Ken Adelman’s masterpiece, running to a quite manageable 375 pages including notes and a bibliography, uses the October 1986 meeting in Reykjavik, Iceland, between U.S. President Ronald Reagan and the Secretary-General of the Communist Party of the Soviet Union Mikhail Gorbachev as the springboard to prove his thesis that it was indeed the catalyst for ending the 40-year Cold War.
Adelman was able to write what resembles a “You Were There” storyline because his is the viewpoint of someone who was actually there. The reader rides the rollercoaster of the emotional ups and downs that were experienced during negotiations with the Russians by the team that accompanied Reagan as well as the president himself. Yet owing to the hours-long face-offs between the two heads-of-state and between U.S. and Russia team members, the weekend that was initially touted to be a failure would later turn out to be a monumental victory, not only in the area of arms control, the author’s sphere of expertise, but also in the freeing of millions from the tyranny of Communism.

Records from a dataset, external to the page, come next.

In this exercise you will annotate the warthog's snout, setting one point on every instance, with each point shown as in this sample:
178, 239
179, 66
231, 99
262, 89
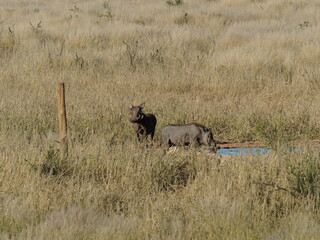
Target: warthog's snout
144, 124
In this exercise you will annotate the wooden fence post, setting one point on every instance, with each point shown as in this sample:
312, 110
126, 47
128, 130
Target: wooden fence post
62, 120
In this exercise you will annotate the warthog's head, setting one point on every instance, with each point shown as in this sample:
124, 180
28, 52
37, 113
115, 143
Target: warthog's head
207, 138
136, 113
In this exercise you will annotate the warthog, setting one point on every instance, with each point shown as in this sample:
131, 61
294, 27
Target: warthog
144, 124
187, 134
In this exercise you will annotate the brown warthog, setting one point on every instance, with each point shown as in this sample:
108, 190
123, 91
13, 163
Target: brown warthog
187, 134
144, 124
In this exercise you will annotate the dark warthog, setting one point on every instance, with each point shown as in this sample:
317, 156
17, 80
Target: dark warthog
144, 124
187, 134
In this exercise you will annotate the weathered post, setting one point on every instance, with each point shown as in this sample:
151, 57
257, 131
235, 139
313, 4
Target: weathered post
62, 120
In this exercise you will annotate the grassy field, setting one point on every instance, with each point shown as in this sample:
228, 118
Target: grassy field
247, 69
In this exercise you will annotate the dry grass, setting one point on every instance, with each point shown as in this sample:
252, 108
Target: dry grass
247, 69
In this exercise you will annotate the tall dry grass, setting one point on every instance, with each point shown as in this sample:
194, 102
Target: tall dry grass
246, 69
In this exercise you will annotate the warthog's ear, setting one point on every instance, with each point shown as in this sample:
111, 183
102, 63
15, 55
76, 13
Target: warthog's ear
141, 105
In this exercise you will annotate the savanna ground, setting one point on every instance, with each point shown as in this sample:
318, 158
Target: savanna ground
247, 69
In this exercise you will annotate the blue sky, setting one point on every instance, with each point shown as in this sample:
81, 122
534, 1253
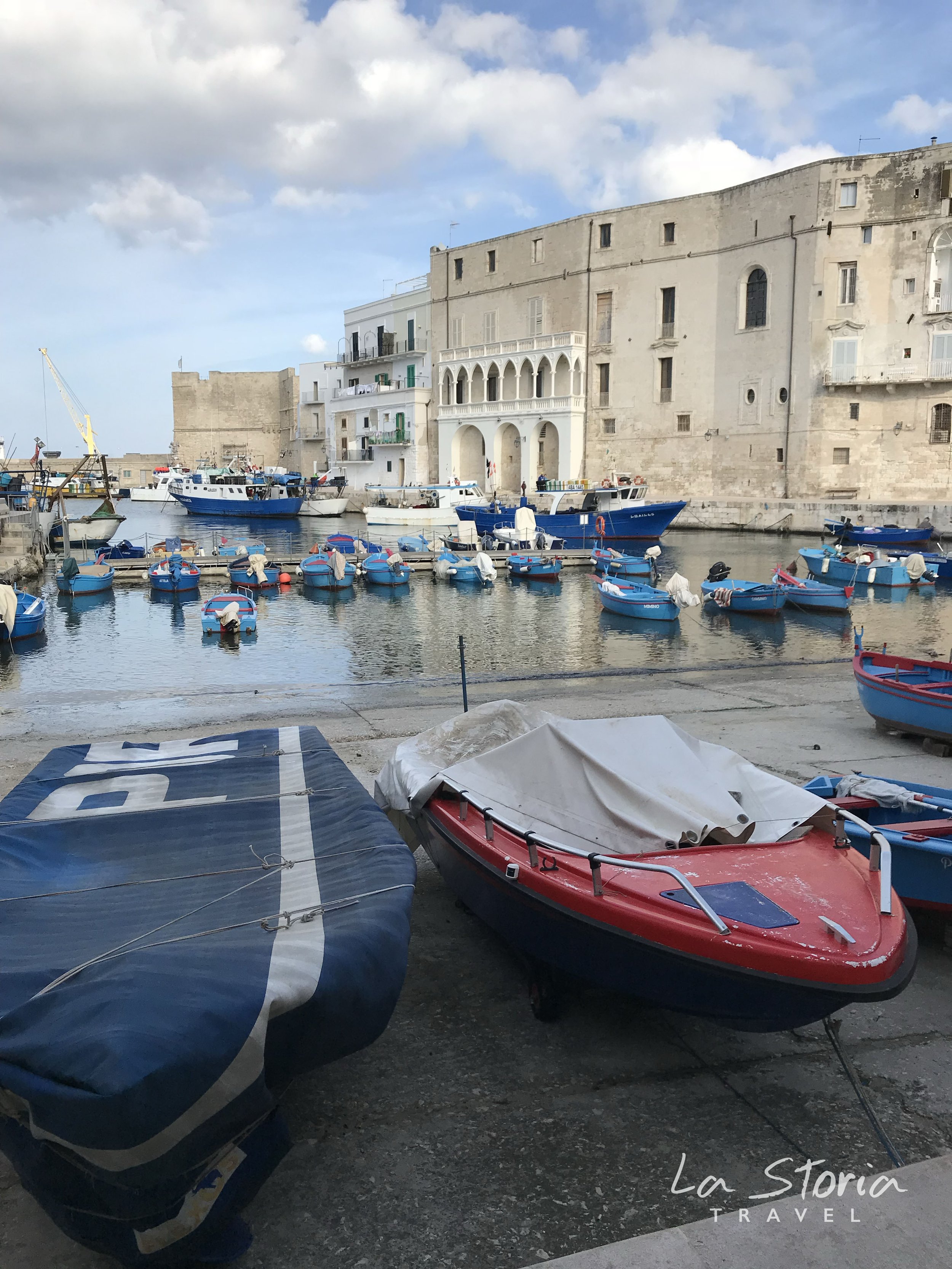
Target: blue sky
216, 179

The author takes a break from describing the political drama being played out at Hofdi House to report the role of the international press in promoting Gorbachev’s wife, Raisa, as she traveled about the city of Reykjavik. Of course, even in the absence of her counterpart, Nancy Reagan, the press created a mini-crisis by printing Raisa’s suggestion that Nancy had not come because she was not well. This necessitated a response from afar that she, Nancy, was quite well. Adelman offers as an excuse the lack of news coming from the arms discussions for the press turning for its news gathering assignments to Raisa and other peripheral matters.
Amid the tension brought about by the lack of progress at the negotiating table, Adelman interjects humor into his narrative at appropriate intervals. One such humorous interlude (at least from this reader’s perspective) he shares involves team members, including the author, gathering for a planning session in a secure room within the U.S. Embassy known as the “bubble.” According to his account, the room was barely large enough to contain their handful, when Reagan appeared. Being obvious that he intended to stay, Adelman dutifully offered his chair, then took a seat on the floor next to the “presidential knees.”
But Adelman’s book is much more than an in-depth description along with his analysis/interpretation of the events of that weekend; rather, it is a tribute to Ronald Reagan – his fortitude, tenacity, and dedication to the goal of winning the freedom of the millions under the oppressive yoke of Communism, an ‘evil’ system he desired to send to the ‘ash heap of history.’
To this end, the author recounts Reagan’s famous challenge to Gorbachev in June 1987 at the Brandenburger Tor in Berlin, then-West Germany, to “tear down this wall” as well as the eventual outcome of this and the nine months earlier meeting – later to be recognized for the summit that it was – in Reykjavik, when in November 1989 the wall dividing the oppressed from the free, fell.
There were those such as Strobe Talbott and even the U.S. ambassdor in Moscow at the time, Jack Matlock, who, the author informs us, did not accept that the policy issues discussed, at times in a confrontational manner, and the relationships formed at Reykjavik had any bearing on the collapse of the Soviet Union. However, it seems to this writer that approaching objectively the timeline from early October 1986 to early November 1989, with early June 1987 serving as the intermediate influence, should lead to the obvious conclusion that Reagan’s holding firm on the SDI program at Reykjavik and calling on Gorbachev to “tear down this wall” in Berlin were primary factors leading to the fall of the “evil empire.”
Ken Adelman is a gifted, entertaining writer, who is to be commended for accepting the challenge to author a book worthy of its subject, our 40th President.